Is running good for you?

Here at Technique we see a lot of you Londoners that enjoy running or have decided to take up running in an attempt to complete a Marathon for charity. I have the utmost respect for you, I whole-heartedly believe in the benefits of running, although it’s not for everyone!

Running-in-a-dream

So here are the positives of running, there are a few…..

  • It’s free

All you need is a pair of (semi-decent) trainers; Runners Need provide an exceptional free service that gets people the right running trainers for their running requirements.

  • It burns double the calories that lower impact activities such as steady state cycling and X-trainer

Studies have shown that regular road running burns more calories, when compared to cycling or X-training for the same length of time.

  • It strengthens bones, joints and tissues

Impact protects against the effects of ageing, osteoporosis is a very real risk to long-term health in the ageing population, adequate impact activities from an early age help to prevent against bone thinning later in life.

….and the negatives…..

  • Body weight is multiplied by approximately 2.5 times our body weight when running, so if you are ‘heavy boned’* then going from no running to running 3-4 times per week may be a recipe for injury.

Therefore a good loading strategy is important, a 6-week program of low impact CV involving a mix of leg strength and spinning 3-4 times per week, followed by a 6-week transition program will be ideal, this allows your joints and tissues to accustom to the increased load you are asking them to deal with.

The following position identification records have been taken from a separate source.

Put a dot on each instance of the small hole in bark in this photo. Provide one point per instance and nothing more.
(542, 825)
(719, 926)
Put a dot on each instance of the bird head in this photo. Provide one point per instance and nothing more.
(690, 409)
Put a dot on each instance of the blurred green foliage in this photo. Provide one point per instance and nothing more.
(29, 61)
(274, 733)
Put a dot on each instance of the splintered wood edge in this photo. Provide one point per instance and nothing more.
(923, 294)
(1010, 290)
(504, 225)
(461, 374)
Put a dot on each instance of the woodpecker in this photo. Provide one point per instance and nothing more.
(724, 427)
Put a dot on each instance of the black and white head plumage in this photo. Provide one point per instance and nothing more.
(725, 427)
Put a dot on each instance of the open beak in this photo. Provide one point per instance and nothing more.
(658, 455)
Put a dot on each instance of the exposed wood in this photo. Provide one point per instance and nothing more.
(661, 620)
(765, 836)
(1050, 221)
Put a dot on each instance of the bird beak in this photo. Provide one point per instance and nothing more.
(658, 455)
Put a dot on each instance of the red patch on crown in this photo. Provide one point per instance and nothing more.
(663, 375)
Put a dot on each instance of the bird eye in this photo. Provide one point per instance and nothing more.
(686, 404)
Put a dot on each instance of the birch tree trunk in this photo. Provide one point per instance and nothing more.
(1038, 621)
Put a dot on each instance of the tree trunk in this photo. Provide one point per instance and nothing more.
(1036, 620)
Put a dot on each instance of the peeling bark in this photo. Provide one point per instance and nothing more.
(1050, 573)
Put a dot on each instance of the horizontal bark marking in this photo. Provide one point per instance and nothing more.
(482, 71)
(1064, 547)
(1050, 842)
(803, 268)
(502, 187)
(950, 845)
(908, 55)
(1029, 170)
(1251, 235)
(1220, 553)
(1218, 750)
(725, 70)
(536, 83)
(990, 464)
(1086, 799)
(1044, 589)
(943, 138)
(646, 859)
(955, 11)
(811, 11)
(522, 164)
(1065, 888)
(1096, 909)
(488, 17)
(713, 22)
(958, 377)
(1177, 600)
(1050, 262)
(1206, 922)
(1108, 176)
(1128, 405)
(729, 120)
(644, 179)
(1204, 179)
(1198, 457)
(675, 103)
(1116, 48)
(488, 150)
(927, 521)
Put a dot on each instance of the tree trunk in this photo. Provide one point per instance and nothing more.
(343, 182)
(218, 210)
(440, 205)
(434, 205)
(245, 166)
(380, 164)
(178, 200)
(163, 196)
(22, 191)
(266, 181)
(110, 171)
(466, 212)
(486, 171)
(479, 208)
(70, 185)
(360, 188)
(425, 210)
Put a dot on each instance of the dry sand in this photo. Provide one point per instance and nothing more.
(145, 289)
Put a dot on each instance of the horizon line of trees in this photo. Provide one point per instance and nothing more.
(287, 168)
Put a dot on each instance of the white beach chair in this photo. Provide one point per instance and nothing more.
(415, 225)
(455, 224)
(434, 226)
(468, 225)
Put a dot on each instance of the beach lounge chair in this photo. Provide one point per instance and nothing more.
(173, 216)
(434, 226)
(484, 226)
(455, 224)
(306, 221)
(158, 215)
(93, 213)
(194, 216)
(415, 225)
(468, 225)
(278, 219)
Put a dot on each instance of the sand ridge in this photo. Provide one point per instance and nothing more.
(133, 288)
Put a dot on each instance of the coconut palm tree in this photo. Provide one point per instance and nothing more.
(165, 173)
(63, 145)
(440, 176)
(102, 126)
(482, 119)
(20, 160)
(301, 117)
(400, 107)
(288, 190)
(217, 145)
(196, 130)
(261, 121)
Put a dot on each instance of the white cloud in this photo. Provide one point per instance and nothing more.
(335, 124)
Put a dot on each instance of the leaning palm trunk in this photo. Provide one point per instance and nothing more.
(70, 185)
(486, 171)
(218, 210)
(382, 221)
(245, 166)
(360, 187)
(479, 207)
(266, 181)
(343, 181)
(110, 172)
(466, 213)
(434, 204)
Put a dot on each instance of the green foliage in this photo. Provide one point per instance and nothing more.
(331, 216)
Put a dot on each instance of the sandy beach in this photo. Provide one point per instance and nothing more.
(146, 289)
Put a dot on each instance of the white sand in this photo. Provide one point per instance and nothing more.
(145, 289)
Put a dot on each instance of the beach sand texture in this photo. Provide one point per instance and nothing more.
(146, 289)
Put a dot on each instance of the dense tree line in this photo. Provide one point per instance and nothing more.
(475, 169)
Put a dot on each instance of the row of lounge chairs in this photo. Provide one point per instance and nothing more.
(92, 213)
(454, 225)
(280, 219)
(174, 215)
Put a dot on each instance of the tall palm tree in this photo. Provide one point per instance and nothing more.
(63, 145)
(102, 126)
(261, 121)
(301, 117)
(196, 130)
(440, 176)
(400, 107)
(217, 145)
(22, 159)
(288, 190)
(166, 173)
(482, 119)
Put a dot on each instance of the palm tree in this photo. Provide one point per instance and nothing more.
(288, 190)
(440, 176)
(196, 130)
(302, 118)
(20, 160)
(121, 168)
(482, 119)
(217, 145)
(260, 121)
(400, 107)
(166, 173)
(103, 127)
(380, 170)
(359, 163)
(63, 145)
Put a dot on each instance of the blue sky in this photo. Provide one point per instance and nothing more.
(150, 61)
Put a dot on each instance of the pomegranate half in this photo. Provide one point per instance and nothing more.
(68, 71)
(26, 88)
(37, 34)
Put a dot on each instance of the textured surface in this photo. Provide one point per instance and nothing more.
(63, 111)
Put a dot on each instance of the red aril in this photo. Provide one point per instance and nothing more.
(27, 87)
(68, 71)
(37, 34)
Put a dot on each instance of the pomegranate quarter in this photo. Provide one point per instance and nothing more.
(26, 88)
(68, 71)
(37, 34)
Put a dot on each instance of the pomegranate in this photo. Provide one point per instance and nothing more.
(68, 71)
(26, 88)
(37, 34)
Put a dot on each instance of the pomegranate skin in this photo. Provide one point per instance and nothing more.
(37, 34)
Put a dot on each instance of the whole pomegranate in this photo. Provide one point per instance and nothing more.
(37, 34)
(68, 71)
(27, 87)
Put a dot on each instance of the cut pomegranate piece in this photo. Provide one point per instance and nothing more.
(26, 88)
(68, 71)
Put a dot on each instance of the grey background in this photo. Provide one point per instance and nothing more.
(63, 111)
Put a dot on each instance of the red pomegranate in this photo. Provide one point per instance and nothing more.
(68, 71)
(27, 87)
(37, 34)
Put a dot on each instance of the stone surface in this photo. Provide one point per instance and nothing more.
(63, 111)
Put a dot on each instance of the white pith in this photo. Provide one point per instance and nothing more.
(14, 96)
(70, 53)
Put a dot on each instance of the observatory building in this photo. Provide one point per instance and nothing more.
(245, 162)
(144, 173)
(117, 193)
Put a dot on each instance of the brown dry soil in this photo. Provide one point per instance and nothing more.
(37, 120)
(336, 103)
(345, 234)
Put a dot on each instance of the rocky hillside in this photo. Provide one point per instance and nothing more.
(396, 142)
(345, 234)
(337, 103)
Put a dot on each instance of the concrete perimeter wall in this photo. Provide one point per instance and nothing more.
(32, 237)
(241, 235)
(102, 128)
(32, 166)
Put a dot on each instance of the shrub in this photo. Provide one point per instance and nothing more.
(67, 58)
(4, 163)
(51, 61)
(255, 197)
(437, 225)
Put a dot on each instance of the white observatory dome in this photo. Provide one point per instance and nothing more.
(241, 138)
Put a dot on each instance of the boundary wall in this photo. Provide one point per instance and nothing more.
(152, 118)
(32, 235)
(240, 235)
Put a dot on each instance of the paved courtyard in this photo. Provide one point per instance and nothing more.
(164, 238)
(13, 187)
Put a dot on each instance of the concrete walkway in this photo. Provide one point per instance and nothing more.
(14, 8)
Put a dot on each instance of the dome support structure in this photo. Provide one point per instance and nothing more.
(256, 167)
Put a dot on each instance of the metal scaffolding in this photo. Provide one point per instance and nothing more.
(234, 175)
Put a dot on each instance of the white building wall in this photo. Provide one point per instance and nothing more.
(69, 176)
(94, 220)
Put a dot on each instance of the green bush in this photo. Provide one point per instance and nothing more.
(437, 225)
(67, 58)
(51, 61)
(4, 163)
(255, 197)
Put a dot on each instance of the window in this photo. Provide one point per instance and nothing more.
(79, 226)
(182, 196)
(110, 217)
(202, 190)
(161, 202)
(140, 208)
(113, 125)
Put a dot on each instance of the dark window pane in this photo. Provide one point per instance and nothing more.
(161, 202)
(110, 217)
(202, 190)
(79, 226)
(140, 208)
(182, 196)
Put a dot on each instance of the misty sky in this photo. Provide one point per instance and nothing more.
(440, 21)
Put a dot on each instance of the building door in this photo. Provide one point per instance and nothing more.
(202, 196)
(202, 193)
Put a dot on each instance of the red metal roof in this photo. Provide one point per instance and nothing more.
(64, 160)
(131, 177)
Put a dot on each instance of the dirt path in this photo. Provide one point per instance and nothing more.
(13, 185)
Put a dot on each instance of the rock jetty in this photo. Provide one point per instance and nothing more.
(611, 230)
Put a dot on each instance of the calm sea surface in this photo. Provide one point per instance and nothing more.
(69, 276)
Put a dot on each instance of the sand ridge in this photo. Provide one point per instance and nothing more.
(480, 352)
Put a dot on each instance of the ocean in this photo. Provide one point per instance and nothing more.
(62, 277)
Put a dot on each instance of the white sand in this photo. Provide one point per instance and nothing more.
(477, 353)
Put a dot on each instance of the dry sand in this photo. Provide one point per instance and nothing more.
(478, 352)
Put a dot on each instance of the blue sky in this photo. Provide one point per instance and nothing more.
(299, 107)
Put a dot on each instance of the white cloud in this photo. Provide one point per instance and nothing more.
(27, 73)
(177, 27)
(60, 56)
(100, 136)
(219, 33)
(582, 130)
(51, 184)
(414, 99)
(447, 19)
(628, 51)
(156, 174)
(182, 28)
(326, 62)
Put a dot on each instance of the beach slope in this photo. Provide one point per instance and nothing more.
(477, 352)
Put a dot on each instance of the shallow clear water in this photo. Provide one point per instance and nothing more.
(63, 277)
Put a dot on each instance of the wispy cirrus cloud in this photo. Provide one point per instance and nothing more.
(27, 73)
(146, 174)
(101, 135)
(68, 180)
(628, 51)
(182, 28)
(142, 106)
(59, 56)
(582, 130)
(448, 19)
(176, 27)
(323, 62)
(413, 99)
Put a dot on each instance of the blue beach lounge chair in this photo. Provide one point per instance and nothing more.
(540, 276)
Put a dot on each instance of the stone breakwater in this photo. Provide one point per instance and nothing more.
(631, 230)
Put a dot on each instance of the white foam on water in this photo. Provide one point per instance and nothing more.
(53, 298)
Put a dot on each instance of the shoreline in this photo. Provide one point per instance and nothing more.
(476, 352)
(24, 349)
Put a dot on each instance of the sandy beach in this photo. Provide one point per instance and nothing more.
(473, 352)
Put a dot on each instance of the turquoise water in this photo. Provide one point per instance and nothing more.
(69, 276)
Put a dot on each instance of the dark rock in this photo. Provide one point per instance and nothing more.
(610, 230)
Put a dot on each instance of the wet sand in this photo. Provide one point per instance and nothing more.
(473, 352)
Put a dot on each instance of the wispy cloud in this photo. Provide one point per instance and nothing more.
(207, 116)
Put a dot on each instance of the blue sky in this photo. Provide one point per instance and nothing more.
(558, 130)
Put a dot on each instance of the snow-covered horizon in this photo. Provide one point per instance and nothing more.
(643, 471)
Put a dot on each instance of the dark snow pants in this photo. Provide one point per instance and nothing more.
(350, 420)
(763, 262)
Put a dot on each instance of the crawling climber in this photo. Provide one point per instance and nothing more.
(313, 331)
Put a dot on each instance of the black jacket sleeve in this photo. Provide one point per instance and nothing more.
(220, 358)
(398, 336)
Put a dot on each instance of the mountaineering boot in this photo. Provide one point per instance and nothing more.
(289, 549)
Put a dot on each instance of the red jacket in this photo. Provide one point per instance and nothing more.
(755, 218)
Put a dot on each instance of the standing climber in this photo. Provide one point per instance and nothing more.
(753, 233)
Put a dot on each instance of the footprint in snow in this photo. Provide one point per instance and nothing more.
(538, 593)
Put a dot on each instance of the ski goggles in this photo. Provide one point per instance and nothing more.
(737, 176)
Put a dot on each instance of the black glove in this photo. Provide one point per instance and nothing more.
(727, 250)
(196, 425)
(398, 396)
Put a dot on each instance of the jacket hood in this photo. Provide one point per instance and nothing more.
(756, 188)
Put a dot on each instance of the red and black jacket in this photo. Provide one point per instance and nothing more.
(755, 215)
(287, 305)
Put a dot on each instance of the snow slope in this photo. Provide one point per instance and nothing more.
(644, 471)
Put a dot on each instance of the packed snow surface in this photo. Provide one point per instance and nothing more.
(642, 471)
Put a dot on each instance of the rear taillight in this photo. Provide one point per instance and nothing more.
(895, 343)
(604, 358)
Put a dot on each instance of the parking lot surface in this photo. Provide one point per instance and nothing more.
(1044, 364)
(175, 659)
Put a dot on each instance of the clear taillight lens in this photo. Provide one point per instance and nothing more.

It will also allow you to strip down any excess body mass (whether it be muscle or fat) resulting in an overall decreased load being placed on your weight bearing joints.

So if you are looking to train for a Marathon this year you may need an additional 12 weeks on top of the planned marathon training program you already anticipated, so factor this in and be prepared to start earlier than everybody else.

* Heavy boned is not our way of labelling people as overweight, although BMI is not an ideal way of measuring general health, it will tell someone whether they should start with a low impact program before moving onto a running program. Any one with a BMI over 27.5 should consider a low impact first before moving onto the running phase of building up to a marathon.